Mamadou Ba attend seul sur le parvis du stade de Mbour. Le rendez-vous est fixé à 9 heures du matin, ce vendredi 8 octobre 2021 et, le soleil cognant déjà fort, c’est d’un pas convaincu et le sourire au bord des lèvres que le jeune homme grimpe à l’arrière de la voiture. C’est la fin de la saison des pluies, celle où l’on transpire au premier mouvement. « On y va ? On n’est pas loin de la maison », lance-t-il, sur un ton peut-être un peu gêné, avant de boucler sa ceinture. La famille Ba habite le quartier Médine, à Mbour. La ville est connue pour son immense marché des pêcheurs et le triomphant retour des pirogues aux mille couleurs, chaque jour, avant le coucher du soleil. Au village, les odeurs sont parfois nauséabondes lorsque l’on s’immisce près de la plage et des entrepôts où sont entassés les poissons. Mais Médine est à l’écart de la criée. « À gauche puis à droite et on est arrivés », indique Mamadou. Il est le grand frère d’Ibrahima, un jeune milieu de terrain admis à l’institut Diambars pour la rentrée 2021-2022, reconnu pour avoir formé le milieu du PSG Idrissa Gana Gueye, ou plus récemment, l’attaquant de l’Olympique de Marseille Bamba Dieng.

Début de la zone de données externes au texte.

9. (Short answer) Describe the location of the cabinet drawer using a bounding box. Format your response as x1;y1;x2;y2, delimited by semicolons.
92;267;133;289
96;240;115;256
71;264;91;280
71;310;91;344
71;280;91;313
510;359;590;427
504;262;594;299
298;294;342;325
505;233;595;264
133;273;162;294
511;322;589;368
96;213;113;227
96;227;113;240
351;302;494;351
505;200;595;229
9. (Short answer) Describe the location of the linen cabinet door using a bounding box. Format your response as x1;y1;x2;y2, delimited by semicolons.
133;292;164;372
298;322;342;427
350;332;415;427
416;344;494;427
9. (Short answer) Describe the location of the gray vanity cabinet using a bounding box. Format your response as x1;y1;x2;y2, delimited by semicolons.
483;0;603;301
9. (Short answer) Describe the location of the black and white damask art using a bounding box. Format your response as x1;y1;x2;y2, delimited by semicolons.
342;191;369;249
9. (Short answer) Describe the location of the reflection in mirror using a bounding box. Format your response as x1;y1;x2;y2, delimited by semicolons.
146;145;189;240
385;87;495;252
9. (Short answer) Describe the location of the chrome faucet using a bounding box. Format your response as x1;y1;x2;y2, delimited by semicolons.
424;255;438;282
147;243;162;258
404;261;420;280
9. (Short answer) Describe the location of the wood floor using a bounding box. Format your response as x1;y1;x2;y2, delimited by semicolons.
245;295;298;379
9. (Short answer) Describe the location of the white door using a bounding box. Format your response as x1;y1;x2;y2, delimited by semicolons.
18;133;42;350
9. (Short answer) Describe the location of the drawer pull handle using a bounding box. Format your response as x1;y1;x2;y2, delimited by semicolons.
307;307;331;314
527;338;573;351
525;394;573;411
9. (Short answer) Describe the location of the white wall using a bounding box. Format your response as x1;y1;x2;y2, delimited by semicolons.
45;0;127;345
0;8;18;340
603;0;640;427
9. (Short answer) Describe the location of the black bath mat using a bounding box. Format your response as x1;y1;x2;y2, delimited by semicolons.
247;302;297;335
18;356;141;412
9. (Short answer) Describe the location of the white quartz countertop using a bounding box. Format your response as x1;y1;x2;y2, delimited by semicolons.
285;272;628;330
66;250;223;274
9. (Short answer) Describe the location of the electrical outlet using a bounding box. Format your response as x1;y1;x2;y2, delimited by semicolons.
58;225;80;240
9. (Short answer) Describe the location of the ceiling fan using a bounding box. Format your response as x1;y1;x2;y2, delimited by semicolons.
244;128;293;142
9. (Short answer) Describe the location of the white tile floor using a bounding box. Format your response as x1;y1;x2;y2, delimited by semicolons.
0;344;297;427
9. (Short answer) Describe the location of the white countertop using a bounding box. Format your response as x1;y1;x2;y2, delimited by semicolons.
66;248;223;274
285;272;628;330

Le dernier lionceau de la famille
Dans la cour, Ibrahima Baïlo Ba se tient droit. Il est vêtu d’un tee-shirt blanc à l’effigie de Diambars et d’un survêtement à carreaux assorti. Son sourire peine à dissimuler sa timidité. Il n’a que 10 ans. « J’aurai 11 ans au mois de décembre », précise-t-il. Même si c’est sa silhouette longiligne qui attire d’abord l’œil, c’est pour son aisance balle au pied qu’il a été retenu parmi les 23 nouveaux pensionnaires du centre de formation de Diambars. « C’est un profil box-to-box, il m’impressionne parce qu’à son âge, il sait déjà faire des passes millimétrées qui cassent les lignes », vante Mamadou. Trouver les intervalles, aller de l’avant, c’est ce qu’aime à faire le petit dernier d’une lignée de sept frères et une sœur. « Ce que je préfère au foot, c’est les belles passes. Et le marquage aussi, récupérer le ballon », expose le jeune footballeur, assis dans le canapé en bois du salon. Pour lui, Diambars, « c’est l’occasion de réussir dans le foot, c’était mon premier objectif ».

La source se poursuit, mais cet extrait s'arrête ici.